[PATCH v1 00/12] KVM: arm64: Support FEAT_LPA2 at hyp s1 and vm s2

Mon Feb 20 06:17:30 PST 2023

Hi Oliver,

Apologies for having gone quiet on this. I came back to this work today only to
notice that you sent the below response on the 20th Dec but it did not get
picked up by my mail client somehow (although I'm sure it was operator error). I
just spotted it on lore.kernel.org.

I'm planning to post a second version soon-ish, with all your comments
addressed. I think everything except the below is pretty clear and straight forward.

On 20/12/2022 18:28, Oliver Upton wrote:
> On Thu, Dec 15, 2022 at 06:12:14PM +0000, Oliver Upton wrote:
>> On Thu, Dec 15, 2022 at 09:33:17AM +0000, Ryan Roberts wrote:
>>> On 15/12/2022 00:52, Oliver Upton wrote:
>>>> On Tue, Dec 06, 2022 at 01:59:18PM +0000, Ryan Roberts wrote:
>>>>> (appologies, I'm resending this series as I managed to send the cover letter to
>>>>> all but the following patches only to myself on first attempt).
>>>>>
>>>>> This is my first upstream feature submission so please go easy ;-)
>>>>
>>>> Welcome :)
>>>>
>>>>> Support 52-bit Output Addresses: FEAT_LPA2 changes the format of the PTEs. The
>>>>> HW advertises support for LPA2 independently for stage 1 and stage 2, and
>>>>> therefore its possible to have it for one and not the other. I've assumed that
>>>>> there is a valid case for this if stage 1 is not supported but stage 2 is, KVM
>>>>> could still then use LPA2 at stage 2 to create a 52 bit IPA space (which could
>>>>> then be consumed by a 64KB page guest kernel with the help of FEAT_LPA). Because
>>>>> of this independence and the fact that the kvm pgtable library is used for both
>>>>> stage 1 and stage 2 tables, this means the library now has to remember the
>>>>> in-use format on a per-page-table basis.

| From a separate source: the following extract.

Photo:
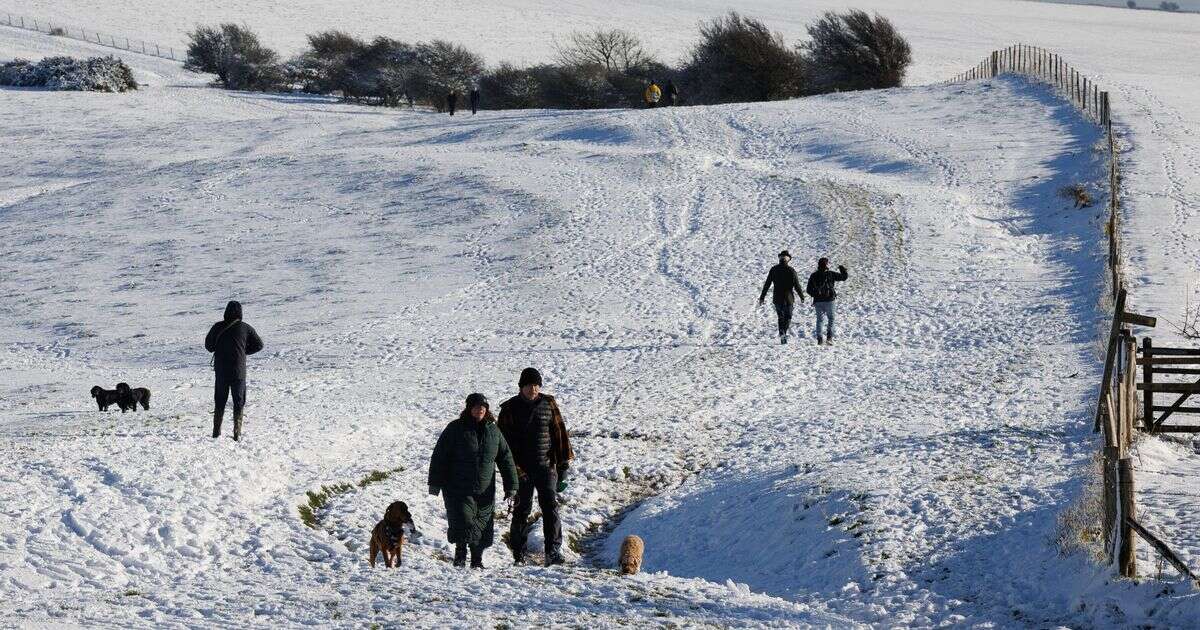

To do this, I had to rework some
>>>>> functions to take a `struct kvm_pgtable *` parameter, and as a result, there is
>>>>> a noisy patch to add this parameter.
>>>>
>>>> Mismatch between the translation stages is an interesting problem...
>>>>
>>>> Given that userspace is responsible for setting up the IPA space, I
>>>> can't really think of a strong use case for 52 bit IPAs with a 48 bit
>>>> VA. Sure, the VMM could construct a sparse IPA space or remap the same
>>>> HVA at multiple IPAs to artificially saturate the address space, but
>>>> neither seems terribly compelling.
>>>>
>>>> Nonetheless, AFAICT we already allow this sort of mismatch on LPA &&
>>>> !LVA systems. A 48 bit userspace could construct a 52 bit IPA space for
>>>> its guest.
>>>
>>> I guess a simpler approach would be to only use LPA2 if its supported by both
>>> stage1 and stage2. Then the code could just use a static key in the few required
>>> places.
>>
>> Ah, you caught on quick to what I was thinking :-)
> 
> Just wanted to revisit this...
> 
> Ryan, you say that it is possible for hardware to support LPA2 for a
> single stage of translation. Are you basing that statement on something
> in the Arm ARM or the fact that there are two different enumerations
> for stage-1 and stage-2?

Its based on there being 2 separate enumerations. I've dug into this with our
architecture folks; while it is clearly possible that the HW (or L0 hyp) to
present an ID register that says one stage supports LPA2 and the other doesn't,
the real intention behind having the 2 fields separated out is for an L0 hyp to
be able to limit the stage2 granule sizes that it advertises to guest
hypervisors. There are no anticipated use cases where HW or L0 hypervisor might
want to advertise support for LPA2 in one stage and not the other.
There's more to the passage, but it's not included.